EL HORRIPILANTE CASO DEL PATO QUE NO SE SENTIA


FEO / MUCHOS PATOS EN EL MUNDO CREEN IMPOSIBLE LLEGAR A SER FEOS...
(Cuestión de enfoques)
Las cargas emocionales a las cuales nuestra mente se ve sometida por la variación del medio, ser así o asá, tener esto o el otro, bonito dentro de parecido a: similar, del montón; feo dentro de lo diferente, incomprensible, único.

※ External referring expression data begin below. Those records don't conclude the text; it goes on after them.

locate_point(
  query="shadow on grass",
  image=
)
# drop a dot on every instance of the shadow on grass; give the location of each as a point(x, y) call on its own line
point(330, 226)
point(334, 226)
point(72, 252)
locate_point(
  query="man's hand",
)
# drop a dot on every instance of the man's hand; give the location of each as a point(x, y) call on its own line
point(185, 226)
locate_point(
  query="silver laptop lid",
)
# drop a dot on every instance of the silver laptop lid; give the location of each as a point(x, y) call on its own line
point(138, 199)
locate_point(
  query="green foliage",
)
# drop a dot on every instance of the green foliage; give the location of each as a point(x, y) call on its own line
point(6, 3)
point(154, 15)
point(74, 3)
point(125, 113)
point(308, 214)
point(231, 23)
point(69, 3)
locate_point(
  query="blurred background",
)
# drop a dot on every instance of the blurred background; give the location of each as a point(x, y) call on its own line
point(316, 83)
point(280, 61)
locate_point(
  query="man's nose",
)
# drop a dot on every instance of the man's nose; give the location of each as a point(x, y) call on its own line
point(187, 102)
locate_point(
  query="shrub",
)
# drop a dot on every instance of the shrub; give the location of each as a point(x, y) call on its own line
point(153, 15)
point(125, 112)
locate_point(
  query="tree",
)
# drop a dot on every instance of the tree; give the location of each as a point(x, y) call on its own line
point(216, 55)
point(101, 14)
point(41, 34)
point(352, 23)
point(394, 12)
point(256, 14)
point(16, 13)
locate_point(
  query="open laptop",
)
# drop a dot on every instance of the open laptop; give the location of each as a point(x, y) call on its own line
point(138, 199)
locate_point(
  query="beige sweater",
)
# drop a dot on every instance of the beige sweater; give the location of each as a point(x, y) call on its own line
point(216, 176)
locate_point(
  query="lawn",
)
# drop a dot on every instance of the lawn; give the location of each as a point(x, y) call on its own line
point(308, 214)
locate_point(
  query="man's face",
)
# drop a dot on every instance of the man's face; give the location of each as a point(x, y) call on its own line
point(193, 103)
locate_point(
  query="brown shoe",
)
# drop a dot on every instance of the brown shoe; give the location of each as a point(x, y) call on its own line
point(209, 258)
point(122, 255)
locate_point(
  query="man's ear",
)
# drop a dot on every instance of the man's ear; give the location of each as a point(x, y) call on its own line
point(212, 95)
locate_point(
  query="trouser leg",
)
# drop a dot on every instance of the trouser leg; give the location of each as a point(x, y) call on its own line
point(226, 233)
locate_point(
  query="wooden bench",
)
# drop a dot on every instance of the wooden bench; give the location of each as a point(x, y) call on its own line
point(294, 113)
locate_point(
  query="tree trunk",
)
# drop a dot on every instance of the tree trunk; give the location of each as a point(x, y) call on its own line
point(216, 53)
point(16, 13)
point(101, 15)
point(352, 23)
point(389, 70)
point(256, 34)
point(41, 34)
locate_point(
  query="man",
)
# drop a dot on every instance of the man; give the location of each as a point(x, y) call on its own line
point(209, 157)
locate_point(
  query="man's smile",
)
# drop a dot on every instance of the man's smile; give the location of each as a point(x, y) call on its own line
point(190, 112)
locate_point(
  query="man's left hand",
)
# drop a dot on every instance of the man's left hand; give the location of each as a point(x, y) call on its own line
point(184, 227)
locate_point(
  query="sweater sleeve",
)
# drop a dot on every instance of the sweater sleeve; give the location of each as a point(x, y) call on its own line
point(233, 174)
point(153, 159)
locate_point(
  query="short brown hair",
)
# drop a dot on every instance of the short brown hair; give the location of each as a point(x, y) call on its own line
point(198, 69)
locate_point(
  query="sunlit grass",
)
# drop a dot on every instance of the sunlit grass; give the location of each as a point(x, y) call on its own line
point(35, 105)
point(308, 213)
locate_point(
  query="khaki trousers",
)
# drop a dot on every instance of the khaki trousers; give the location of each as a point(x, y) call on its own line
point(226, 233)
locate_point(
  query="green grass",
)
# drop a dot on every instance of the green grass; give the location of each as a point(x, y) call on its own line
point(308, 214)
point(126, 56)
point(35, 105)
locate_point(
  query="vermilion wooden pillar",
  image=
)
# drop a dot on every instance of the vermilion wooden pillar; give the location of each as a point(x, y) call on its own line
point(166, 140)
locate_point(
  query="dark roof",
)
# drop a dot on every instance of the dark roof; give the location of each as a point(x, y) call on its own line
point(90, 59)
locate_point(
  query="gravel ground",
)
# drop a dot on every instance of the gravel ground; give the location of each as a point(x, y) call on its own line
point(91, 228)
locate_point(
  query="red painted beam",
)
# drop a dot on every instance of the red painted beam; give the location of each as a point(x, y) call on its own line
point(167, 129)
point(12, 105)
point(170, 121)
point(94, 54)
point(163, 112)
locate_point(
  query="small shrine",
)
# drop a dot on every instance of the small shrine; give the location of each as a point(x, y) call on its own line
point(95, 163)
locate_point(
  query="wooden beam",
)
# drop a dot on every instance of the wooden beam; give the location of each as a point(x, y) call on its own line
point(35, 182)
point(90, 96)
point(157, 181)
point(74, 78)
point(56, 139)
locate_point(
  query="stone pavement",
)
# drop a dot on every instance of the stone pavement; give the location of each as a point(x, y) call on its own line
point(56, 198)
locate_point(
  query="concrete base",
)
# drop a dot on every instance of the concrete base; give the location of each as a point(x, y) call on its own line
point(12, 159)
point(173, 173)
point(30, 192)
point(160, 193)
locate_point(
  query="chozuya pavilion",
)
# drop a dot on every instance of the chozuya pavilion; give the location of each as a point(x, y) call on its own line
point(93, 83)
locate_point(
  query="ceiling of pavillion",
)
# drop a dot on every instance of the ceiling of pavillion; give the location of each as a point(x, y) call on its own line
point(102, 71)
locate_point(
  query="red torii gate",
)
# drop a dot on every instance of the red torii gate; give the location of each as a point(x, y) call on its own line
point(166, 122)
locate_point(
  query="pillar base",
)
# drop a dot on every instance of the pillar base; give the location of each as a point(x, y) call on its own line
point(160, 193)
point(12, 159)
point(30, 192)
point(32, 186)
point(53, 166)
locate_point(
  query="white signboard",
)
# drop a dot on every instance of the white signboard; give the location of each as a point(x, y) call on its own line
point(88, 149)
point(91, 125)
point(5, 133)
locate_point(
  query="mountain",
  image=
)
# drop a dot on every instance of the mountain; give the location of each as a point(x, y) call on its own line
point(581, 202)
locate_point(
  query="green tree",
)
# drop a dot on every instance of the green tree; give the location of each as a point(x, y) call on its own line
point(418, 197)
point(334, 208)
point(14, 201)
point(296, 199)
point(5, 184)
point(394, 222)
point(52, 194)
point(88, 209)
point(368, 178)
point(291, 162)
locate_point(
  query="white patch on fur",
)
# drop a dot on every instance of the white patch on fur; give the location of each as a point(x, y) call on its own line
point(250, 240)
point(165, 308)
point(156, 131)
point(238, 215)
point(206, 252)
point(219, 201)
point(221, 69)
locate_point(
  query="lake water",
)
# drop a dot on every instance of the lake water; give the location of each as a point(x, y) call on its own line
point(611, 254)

Miles de patos se paseán frente al espejo, probándose grasa para limar sus picos, cambiando constantemente de patas para caminar, a veces muy lejos de la comodidad y el silencio, a veces muy fuera de la realidad, no se sienten feos, sino todo lo contrario, montones y montones de ellos no conocen el aroma de las flores en primavera, a no ser por el ramo cortado y casi muerto que han puesto en botes brillantes; ya nunca más germinarán esas flores, millones de patos bajan y suben edificios de concreto gris, sin embargo nunca han subido una montaña verde y húmeda. Es un caso horrible, el pato que no se siente feo, el pato de plástico, el pato horripilante que se mira muy bello sin saber que es casi un terrible esperpento anticreación, que la naturaleza está casi muerta, que la vida es una cuestión de agudeza, que el amor se da con los labios cubiertos de rudeza, que se anda descalzo probando la tierra, que el aire huele a nubes y brisas frescas, y que solo queda un instante para disfrutar de esto que nos queda, no es necesario tener miles de patas, de morrales o de fierros y sedas, sirve más ser feo, y evitar creer lo que definitivamente no conviene.